Если курилки нет в здании и во дворе люди в белых халатах тоже не курят, что остаётся? Правильно, остаётся подвал. А по слухам, подвал в больнице огромный.
И вот после ужина я спустился в больничное подземелье с твёрдым намерением найти место, где можно покурить. С первых шагов я понял, что подвал по площади гораздо больше, чем сама больница: он выходил за пределы здания и соединялся подземными переходами с другими корпусами.
Оценив размеры катакомб, я поверил в удачный исход моей экспедиции. На такой огромной площади обязательно найдётся укромное местечко для простых человеческих радостей, которые, как и все радости в этом мире, вредны для здоровья того, кто эти радости испытывает.
Подвальные коридоры были высокими и широкими. Стены облицованы серым кафелем, а на потолке частые люстры, хорошо освещающие каждый уголок. В коридор, по которому я шел, наугад выбрав направление, выходило множество дверей. Возле некоторых даже стояли кресла для посетителей. Видимо, днём здесь кипела больничная жизнь. Кое-где вдоль стен стояли непонятные механизмы в упаковках и закрытые на замки металлические шкафы. В одном закутке кучковались медицинские каталки, а напротив, у другой стены, собрались в отару инвалидные кресла.
Через несколько минут моего подземного путешествия навстречу попались две женщины в белых халатах. Прятаться было негде, да и очень глупо, поэтому всем своим видом показывая, что имею срочное и важное поручение от самого министра здравоохранения, я пошёл по коридору им навстречу. Женщины подозрительно посмотрели на меня, но не стали прерывать оживлённую беседу и прошли мимо. Коварно обманув персонал, я сбавил скорость и продолжил обследовать все двери и тупики.
Первой удачей в моих поисках стала странная, но многообещающая комната.
Дверь в неё находилась за очередным штабелем картонных упаковок и не бросалась в глаза, когда просто идешь по коридору. Чтобы найти вход в комнату, нужно было протиснуться в узкий проход между коробками и подвальной стеной. Никотиновый голод, видимо, развивает экстрасенсорные способности. Других объяснений тому, зачем я как настоящий спелеолог полез в эту щель, у меня нет.
На найденной двери висел большой навесной замок. Потёртый, с пятнами ржавчины, он выглядел очень старым и не соответствовал по возрасту окружающей обстановке. Мне кажется, такие замки раньше называли «амбарными». Именно возраст и размер замка навели меня на мысль: что-то здесь не так. Не может быть, чтобы такой музейный экспонат ещё работал.
Я оказался прав. Замок не открывался. Амбарный ветеран снимался вместе со скобами, ржавые шурупы которых легко вытаскивались из полотна двери. То есть, несмотря на демонстративно висящий солидный замок, дверь по факту не была заперта. Надо знать маленький секрет про снимающиеся скобы, и тогда ключ не нужен.

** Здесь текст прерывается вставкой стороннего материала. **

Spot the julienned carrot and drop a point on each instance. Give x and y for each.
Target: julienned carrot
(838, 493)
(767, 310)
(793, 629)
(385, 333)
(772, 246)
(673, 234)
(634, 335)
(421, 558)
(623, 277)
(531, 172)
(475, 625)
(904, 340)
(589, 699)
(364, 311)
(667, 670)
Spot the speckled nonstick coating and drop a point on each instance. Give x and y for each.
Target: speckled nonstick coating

Аккуратно сняв замочного симулянта, я зашёл в тёмную комнату. Пошарив рукой по стене справа от двери, я обнаружил выключатель в положенном месте, и свет зажёгся без проблем.

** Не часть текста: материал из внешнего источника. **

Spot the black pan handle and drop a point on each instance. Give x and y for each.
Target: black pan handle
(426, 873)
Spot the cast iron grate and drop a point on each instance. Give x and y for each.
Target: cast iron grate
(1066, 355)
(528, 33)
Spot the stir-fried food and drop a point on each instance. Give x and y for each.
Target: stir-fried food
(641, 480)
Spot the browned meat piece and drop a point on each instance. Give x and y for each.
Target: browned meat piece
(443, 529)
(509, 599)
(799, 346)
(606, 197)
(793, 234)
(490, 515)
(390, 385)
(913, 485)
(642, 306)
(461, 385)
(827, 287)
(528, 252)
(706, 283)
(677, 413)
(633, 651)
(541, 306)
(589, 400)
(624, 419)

Посередине просторной комнаты с низким потолком гостеприимно раскинулся просиженный диван с обшивкой грязно-серого цвета. Видимо, он был главным предметом и определял назначение этой комнаты.

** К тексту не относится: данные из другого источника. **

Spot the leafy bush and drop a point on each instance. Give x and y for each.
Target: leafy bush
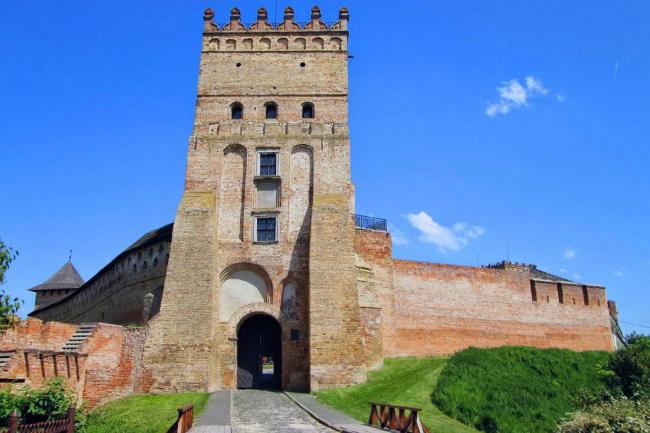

Вдоль стен стояли нестройные ряды старой, видимо, ещё советской офисной, правильнее сказать конторской, мебели. Столы, тумбы и колченогие стулья то ли еще не списали, то ли по хомячьи стащили сюда уже отслужившую свое мебель.
Некоторый сюрреализм обстановке придавала искусственная ёлка, украшенная новогодними игрушками и занимавшая угол комнаты. Вряд ли эта комната – летняя резиденция Деда Мороза. Скорее всего, ушлый завхоз, чтобы не утруждаться каждый год декорированием пластмассового дерева, уносит наряженную ёлку в эту комнату.